Когда я застыла на крыльце, мне показалось, что все мои чувства до крайности обострились. Вот покалывание на моем лице, которого я прежде не замечала, вот какое-то скручивание в животе и противные капли пота на шее. Я прижала коробку с джином к бедру и вставила ключ в замок, надеясь, что он заклинит. Мелькала слабая надежда, что все это окажется тщательно продуманной шуткой, которую папа придумал для нас с мамой перед смертью.

Или, что еще лучше, окажется, что он вовсе и не умер. Он выскочит из-за кустов со словами: «Попалась! Ты же всерьез не думала, что у меня есть тайная вторая жизнь, правда? Неужели ты думаешь, что у меня мог быть второй дом с какой-то другой женщиной, кроме твоей матери?»

Ключ бесшумно повернулся, и дверь распахнулась внутрь.

В доме было тихо.

Боль пронзила меня насквозь. Я уже как-то испытала точно такие же ощущения, по крайней мере один раз до этого. В тот день, когда мне позвонила мама и, всхлипывая, сообщила об инсульте отца. «Он ушел, Яна».

Разумеется, никакого папы здесь не было. Не только здесь, но и нигде. А потом был второй удар боли, словно в болевшем месте провернули нож. «Отец, которого ты знала, все равно никогда не существовал».

Получалось, что по-настоящему у меня никогда и не было отца, как не было и моего бывшего, Жака, с его кок-о-веном.

Получалось, все это – просто история, которую я сама себе рассказала. Итак, отныне либо ничего, либо правда, какой бы страшной она ни была! Я собралась с духом и ступила внутрь.

Моя первая мысль была о том, что «уродливая» правда оказалась не такой уж и уродливой. Любовное гнездышко моего отца имело открытую планировку. Гостиная переходила в заботливо выложенную синей плиткой кухню и отдельный уютный уголок для завтрака, а за стеной с окнами сразу начиналась темная веранда.

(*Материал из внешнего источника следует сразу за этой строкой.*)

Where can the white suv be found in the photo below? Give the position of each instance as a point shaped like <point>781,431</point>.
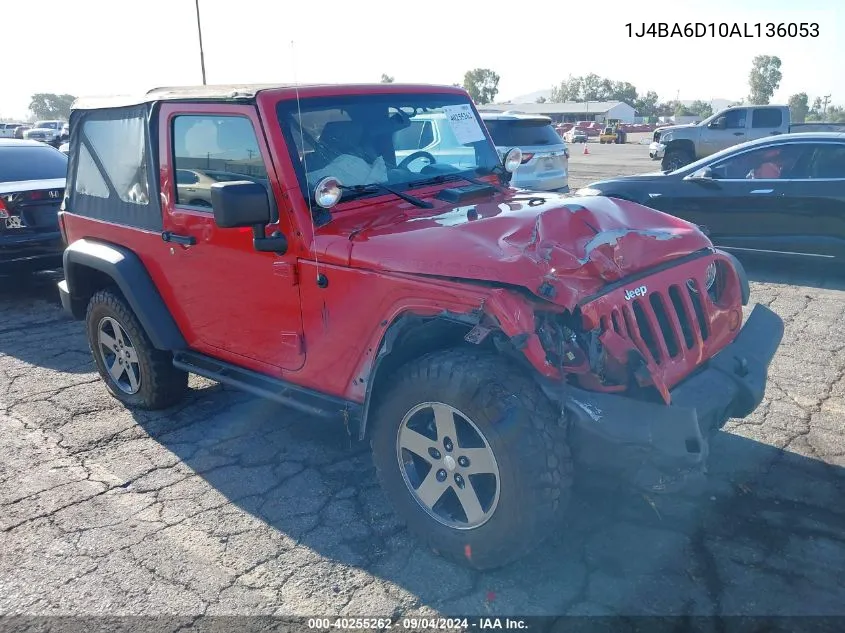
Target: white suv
<point>545,157</point>
<point>46,131</point>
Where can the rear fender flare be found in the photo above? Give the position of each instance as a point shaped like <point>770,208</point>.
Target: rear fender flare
<point>130,275</point>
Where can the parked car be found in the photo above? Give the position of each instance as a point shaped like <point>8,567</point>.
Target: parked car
<point>679,145</point>
<point>7,130</point>
<point>545,157</point>
<point>459,324</point>
<point>46,131</point>
<point>782,195</point>
<point>575,135</point>
<point>32,184</point>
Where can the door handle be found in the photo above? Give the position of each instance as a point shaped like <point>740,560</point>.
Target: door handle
<point>185,240</point>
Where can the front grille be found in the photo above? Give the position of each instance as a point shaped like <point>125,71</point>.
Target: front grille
<point>665,325</point>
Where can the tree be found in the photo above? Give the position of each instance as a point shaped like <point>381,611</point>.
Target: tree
<point>624,92</point>
<point>682,110</point>
<point>482,84</point>
<point>763,79</point>
<point>799,107</point>
<point>647,104</point>
<point>701,109</point>
<point>46,105</point>
<point>568,90</point>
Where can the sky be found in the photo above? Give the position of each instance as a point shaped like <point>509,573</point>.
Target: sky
<point>120,47</point>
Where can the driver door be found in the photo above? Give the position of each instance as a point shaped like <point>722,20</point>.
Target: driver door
<point>234,303</point>
<point>745,213</point>
<point>735,131</point>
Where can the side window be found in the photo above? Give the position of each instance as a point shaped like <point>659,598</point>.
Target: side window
<point>213,148</point>
<point>767,163</point>
<point>766,117</point>
<point>827,161</point>
<point>186,177</point>
<point>120,146</point>
<point>736,119</point>
<point>89,181</point>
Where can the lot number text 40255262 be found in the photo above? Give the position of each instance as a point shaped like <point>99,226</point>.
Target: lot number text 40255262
<point>723,29</point>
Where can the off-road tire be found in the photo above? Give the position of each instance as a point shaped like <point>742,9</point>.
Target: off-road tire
<point>675,159</point>
<point>524,431</point>
<point>161,384</point>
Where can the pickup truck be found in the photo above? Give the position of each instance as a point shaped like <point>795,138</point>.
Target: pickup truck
<point>679,145</point>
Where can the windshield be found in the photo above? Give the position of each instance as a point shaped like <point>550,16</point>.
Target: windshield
<point>398,140</point>
<point>31,163</point>
<point>522,132</point>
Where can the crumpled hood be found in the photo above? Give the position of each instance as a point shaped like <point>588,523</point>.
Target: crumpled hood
<point>559,247</point>
<point>677,128</point>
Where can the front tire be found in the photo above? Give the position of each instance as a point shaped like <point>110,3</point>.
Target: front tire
<point>473,457</point>
<point>676,159</point>
<point>134,371</point>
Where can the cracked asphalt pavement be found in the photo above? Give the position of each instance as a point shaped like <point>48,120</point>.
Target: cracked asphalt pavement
<point>232,505</point>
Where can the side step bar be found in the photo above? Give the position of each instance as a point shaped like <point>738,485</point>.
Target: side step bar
<point>299,398</point>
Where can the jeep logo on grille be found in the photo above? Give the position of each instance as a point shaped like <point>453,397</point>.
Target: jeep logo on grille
<point>635,292</point>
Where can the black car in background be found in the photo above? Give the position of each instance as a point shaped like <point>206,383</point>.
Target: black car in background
<point>32,185</point>
<point>780,195</point>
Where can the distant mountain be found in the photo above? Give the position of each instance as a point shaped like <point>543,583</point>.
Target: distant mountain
<point>531,97</point>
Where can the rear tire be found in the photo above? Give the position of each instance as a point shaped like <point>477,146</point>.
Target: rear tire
<point>490,404</point>
<point>135,372</point>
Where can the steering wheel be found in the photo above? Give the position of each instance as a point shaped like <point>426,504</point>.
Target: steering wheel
<point>410,158</point>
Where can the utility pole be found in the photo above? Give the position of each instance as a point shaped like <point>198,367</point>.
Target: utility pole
<point>199,32</point>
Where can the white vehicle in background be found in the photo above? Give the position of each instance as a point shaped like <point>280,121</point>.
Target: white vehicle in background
<point>46,131</point>
<point>7,130</point>
<point>545,157</point>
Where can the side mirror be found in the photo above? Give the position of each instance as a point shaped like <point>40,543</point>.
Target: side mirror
<point>240,203</point>
<point>719,124</point>
<point>705,173</point>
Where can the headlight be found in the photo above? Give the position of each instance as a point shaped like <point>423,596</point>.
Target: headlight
<point>588,191</point>
<point>709,280</point>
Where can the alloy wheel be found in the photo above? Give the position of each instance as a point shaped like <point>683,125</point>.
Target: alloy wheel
<point>448,465</point>
<point>119,355</point>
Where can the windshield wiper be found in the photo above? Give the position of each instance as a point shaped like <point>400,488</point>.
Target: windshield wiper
<point>377,186</point>
<point>435,180</point>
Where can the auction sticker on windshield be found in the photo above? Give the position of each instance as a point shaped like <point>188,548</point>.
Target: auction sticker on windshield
<point>464,124</point>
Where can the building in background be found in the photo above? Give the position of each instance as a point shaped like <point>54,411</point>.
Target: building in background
<point>570,112</point>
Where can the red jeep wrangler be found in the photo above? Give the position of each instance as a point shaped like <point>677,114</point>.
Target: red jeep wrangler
<point>330,248</point>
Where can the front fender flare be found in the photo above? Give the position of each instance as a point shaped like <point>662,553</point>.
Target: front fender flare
<point>130,275</point>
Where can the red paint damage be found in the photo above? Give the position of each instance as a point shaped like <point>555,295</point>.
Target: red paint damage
<point>560,248</point>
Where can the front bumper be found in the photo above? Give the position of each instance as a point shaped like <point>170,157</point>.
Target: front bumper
<point>656,151</point>
<point>663,446</point>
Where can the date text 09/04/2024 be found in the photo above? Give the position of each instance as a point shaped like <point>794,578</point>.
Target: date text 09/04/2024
<point>723,29</point>
<point>447,625</point>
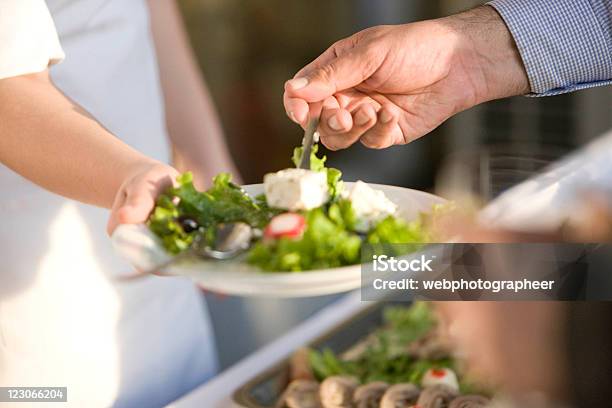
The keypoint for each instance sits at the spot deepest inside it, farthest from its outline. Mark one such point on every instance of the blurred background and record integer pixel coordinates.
(248, 49)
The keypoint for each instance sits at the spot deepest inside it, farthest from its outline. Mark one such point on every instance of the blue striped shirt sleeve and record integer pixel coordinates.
(565, 45)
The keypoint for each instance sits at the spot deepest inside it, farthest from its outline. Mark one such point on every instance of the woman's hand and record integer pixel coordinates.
(136, 197)
(389, 85)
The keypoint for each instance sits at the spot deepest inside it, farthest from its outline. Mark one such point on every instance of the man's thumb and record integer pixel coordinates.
(341, 73)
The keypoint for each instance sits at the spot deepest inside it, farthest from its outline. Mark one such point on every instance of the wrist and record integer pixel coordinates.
(488, 54)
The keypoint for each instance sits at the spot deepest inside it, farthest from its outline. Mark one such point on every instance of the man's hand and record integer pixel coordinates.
(389, 85)
(136, 197)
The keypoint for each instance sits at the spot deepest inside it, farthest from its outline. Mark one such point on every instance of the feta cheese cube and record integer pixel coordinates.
(370, 205)
(296, 189)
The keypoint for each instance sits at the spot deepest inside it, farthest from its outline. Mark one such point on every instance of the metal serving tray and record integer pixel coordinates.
(264, 390)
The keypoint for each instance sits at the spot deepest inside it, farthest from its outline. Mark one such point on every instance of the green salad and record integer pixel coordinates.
(404, 349)
(292, 239)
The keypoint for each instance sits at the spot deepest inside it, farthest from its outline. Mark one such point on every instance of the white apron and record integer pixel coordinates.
(64, 321)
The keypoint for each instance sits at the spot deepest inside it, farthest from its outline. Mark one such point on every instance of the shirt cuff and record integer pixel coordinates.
(28, 40)
(565, 45)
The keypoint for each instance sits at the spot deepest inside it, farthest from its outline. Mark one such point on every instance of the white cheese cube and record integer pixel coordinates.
(296, 189)
(370, 205)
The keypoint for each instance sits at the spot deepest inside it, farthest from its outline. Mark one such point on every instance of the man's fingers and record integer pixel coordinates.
(346, 71)
(297, 109)
(386, 132)
(362, 119)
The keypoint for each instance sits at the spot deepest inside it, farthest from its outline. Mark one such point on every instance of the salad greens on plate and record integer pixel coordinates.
(295, 236)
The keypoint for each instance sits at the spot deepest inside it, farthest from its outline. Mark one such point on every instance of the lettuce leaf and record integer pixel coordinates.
(223, 202)
(326, 243)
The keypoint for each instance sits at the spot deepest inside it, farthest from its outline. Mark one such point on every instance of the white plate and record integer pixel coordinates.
(143, 250)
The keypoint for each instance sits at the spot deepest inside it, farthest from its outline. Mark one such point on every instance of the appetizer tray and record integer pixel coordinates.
(267, 387)
(144, 251)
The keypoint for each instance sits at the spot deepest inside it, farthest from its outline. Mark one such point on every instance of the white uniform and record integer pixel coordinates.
(64, 321)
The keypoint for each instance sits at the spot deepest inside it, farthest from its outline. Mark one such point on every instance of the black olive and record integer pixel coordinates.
(188, 224)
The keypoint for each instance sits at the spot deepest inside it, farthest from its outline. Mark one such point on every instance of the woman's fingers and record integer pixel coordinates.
(138, 204)
(113, 221)
(386, 132)
(136, 198)
(340, 129)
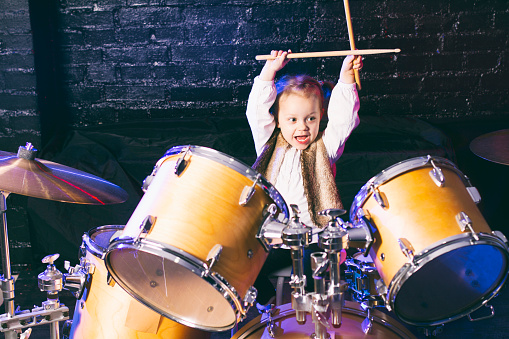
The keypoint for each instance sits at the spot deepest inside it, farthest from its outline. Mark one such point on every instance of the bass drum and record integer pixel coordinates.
(438, 258)
(108, 312)
(285, 325)
(190, 249)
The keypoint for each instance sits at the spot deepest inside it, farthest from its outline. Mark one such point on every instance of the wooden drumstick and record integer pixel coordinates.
(330, 53)
(351, 38)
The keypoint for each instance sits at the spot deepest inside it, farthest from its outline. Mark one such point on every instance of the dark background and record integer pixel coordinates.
(107, 86)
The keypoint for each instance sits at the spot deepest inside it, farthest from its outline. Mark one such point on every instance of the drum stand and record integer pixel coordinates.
(51, 311)
(326, 302)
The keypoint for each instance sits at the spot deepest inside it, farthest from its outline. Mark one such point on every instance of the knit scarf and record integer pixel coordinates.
(319, 184)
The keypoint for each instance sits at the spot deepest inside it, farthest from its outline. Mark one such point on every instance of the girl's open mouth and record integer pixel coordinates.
(302, 139)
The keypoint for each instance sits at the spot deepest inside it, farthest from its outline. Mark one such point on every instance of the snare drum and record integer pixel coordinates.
(109, 312)
(285, 325)
(433, 249)
(189, 250)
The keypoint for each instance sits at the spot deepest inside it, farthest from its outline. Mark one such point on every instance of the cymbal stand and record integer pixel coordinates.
(325, 303)
(7, 280)
(296, 236)
(51, 311)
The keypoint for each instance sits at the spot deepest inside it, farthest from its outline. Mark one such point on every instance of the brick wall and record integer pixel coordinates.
(144, 59)
(108, 61)
(19, 118)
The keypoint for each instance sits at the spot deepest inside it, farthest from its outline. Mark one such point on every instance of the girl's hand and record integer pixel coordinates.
(270, 68)
(350, 63)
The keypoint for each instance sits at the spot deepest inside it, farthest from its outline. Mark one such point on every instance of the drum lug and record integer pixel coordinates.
(213, 257)
(464, 222)
(380, 198)
(474, 194)
(250, 297)
(500, 235)
(491, 315)
(75, 280)
(110, 281)
(367, 324)
(436, 174)
(248, 192)
(145, 227)
(381, 288)
(406, 248)
(269, 233)
(362, 236)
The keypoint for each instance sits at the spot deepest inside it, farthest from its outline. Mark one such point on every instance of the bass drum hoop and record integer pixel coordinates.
(189, 262)
(434, 251)
(349, 307)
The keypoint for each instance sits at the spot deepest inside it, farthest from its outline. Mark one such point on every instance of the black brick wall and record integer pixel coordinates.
(108, 61)
(171, 57)
(19, 117)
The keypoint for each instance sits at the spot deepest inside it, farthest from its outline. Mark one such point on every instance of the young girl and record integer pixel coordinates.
(293, 154)
(285, 119)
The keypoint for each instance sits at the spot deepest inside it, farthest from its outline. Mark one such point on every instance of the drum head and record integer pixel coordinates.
(96, 240)
(286, 326)
(451, 284)
(172, 283)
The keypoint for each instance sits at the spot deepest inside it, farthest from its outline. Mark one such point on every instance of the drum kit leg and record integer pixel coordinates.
(184, 264)
(24, 174)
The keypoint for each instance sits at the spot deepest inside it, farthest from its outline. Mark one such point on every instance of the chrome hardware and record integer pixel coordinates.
(436, 174)
(465, 222)
(145, 227)
(250, 297)
(213, 257)
(367, 324)
(500, 235)
(270, 231)
(474, 194)
(27, 152)
(380, 198)
(361, 236)
(248, 192)
(75, 280)
(491, 315)
(407, 248)
(181, 163)
(148, 223)
(51, 279)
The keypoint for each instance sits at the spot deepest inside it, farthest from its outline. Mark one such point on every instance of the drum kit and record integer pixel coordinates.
(185, 263)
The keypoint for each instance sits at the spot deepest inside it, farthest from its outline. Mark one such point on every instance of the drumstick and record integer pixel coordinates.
(330, 53)
(351, 38)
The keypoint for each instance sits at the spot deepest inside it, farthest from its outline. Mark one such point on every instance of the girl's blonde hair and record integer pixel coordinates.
(298, 84)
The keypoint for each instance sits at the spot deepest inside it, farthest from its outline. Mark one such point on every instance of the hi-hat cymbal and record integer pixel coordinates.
(493, 146)
(24, 174)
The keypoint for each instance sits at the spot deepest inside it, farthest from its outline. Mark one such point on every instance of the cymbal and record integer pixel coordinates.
(493, 146)
(24, 174)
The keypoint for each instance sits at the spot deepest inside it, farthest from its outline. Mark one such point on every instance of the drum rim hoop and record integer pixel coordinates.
(236, 165)
(171, 253)
(91, 246)
(398, 169)
(432, 252)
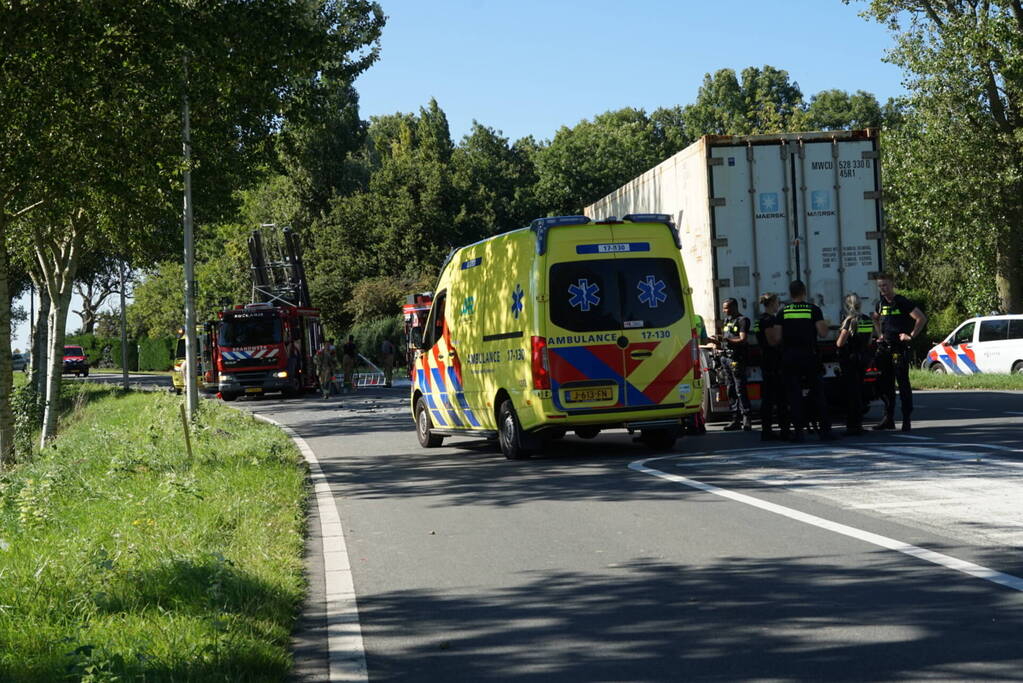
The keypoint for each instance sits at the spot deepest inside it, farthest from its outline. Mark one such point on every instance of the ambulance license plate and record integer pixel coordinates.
(587, 395)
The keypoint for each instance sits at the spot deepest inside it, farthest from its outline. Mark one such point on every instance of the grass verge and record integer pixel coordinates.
(926, 379)
(123, 559)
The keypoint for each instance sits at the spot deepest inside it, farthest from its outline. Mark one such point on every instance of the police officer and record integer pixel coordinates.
(853, 345)
(735, 346)
(773, 404)
(802, 323)
(900, 321)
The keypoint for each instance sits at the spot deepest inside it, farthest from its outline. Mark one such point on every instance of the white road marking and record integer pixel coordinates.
(941, 559)
(346, 652)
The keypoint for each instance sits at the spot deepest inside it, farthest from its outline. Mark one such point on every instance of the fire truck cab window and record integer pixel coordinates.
(435, 325)
(249, 331)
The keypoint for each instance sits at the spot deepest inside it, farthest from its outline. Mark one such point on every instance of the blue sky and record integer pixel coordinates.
(527, 67)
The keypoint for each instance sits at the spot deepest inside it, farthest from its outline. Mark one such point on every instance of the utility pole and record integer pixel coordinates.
(191, 365)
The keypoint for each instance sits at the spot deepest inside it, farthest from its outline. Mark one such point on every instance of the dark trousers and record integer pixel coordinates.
(802, 368)
(773, 403)
(853, 369)
(893, 363)
(735, 379)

Если бы этим местом владела мама, все было бы оформлено смесью нейтральных пастельных тонов, успокаивающих по своей сути. А это богемная комната, в которую я вошла, была бы уместнее в доме Жака или в моем старом доме, чем в доме моих родителей. Я почувствовала легкую тошноту, представив себе папу здесь среди этих вещей, которые мама никогда бы не выбрала. Этот народный расписной стол для завтрака, темные деревянные книжные полки, продавленный диван, заваленный разномастными подушками.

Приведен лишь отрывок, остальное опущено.